Typically these QC models concern what was happening
before inflation (or they make it unnecessary--a prior contracting phase prepares suitable conditions). So in the case where inflation is assumed the question comes up of how do you test---here's a recent 5 page paper grappling with that:
http://arxiv.org/abs/1510.08766
Observational Exclusion of a Consistent Quantum Cosmological Scenario
Boris Bolliet,
Aurelien Barrau,
Julien Grain,
Susanne Schander
(Submitted on 29 Oct 2015)
It is often argued that inflation erases all the information about what took place before it started. Quantum gravity, relevant in the Planck era, seems therefore mostly impossible to probe with cosmological observations. ...

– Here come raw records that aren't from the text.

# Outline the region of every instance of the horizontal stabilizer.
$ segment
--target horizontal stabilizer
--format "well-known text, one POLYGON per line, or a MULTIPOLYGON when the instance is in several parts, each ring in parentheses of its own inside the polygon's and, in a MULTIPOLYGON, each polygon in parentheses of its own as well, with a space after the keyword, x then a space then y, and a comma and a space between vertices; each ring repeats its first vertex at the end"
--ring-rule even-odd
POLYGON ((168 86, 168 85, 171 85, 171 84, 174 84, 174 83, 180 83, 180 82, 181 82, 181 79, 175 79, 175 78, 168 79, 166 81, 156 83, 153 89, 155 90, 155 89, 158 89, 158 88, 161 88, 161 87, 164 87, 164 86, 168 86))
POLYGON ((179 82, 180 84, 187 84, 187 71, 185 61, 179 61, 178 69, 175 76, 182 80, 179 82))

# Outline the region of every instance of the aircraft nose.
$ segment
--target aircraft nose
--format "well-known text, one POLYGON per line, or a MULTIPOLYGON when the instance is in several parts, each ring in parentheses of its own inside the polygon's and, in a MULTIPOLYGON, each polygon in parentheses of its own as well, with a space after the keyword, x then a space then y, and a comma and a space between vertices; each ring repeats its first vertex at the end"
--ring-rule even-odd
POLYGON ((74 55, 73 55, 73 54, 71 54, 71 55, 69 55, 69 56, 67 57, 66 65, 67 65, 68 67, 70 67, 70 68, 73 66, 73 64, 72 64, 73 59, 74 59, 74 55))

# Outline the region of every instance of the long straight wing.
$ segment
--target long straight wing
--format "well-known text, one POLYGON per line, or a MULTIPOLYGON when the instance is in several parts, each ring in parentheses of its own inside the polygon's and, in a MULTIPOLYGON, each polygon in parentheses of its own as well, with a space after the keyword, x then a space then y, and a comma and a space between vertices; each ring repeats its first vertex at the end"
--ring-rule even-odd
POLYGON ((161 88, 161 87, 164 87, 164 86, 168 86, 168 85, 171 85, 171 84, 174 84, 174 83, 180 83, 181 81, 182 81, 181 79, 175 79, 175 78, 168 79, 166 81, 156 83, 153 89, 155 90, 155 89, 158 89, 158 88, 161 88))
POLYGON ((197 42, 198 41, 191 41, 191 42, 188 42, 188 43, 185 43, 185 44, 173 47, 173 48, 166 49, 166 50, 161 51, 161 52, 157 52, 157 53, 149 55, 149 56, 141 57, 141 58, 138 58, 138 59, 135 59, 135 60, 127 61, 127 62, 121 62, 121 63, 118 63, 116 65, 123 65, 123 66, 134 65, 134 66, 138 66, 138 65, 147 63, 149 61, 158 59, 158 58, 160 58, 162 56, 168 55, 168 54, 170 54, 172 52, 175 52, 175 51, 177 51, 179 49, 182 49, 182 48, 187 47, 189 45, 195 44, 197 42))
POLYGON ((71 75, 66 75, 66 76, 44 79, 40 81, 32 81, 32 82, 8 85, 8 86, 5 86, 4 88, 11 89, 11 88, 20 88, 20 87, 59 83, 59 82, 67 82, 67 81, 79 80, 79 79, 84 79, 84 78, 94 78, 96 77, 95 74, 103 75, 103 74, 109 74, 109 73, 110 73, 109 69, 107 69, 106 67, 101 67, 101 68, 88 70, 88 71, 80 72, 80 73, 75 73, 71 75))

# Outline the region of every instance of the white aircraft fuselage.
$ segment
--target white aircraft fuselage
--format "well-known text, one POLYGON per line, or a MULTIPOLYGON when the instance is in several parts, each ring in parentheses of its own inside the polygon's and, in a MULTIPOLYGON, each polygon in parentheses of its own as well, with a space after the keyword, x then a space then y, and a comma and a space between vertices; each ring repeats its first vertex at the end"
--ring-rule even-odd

...We emphasize that neither loop quantum cosmology in general nor loop quantum gravity are disfavored by this study but
their falsifiability is established.
5 pages, 1 figure
Here are some sample excerpts from the Introduction at the beginning and the Conclusions paragraph at the end.
==quote==
Introduction.—This Letter aims at giving a concrete example of a fully consistent quantum cosmology scenario with general relativity (GR) as its low-energy limit and leading to a standard phase of inflationary expansion of the Universe that is excluded by current experimental data. Although the considered model belongs to the loop quantum cosmology (LQC) framework, we emphasize from the beginning that the claim is not that loop quantum gravity (LQG) or LQC is excluded. The other way round: the fact that some specific settings within LQC are excluded demonstrates that the theory can fill the bridge between calculations and observations, which makes it an especially appealing quantum gravity proposal.
...
...
...
Our main conclusion is that although the quantum cosmology model that is considered in this work is well-defined, well-motivated, has the standard Friedmann equation as its low-density limit and, even more importantly, leads to the required amount of inflation, it is excluded by current data. This illustrates with a concrete example that the usual statement claiming that “whatever happens before inflation cannot be probed” is incorrect. Cosmological tests of quantum gravity are now possible, even with mainstream models without any tuning of the parameters. However it is important to underline that only a very specific version of LQC is excluded: a universe filled with a massive scalar field, treated in the deformed algebra approach, with initial conditions set in the remote past before the bounce, no backreation, no anisotropies and no cutoff scale. This is, in itself, a substantial result to establish loop quantum cosmology as a predictive theory.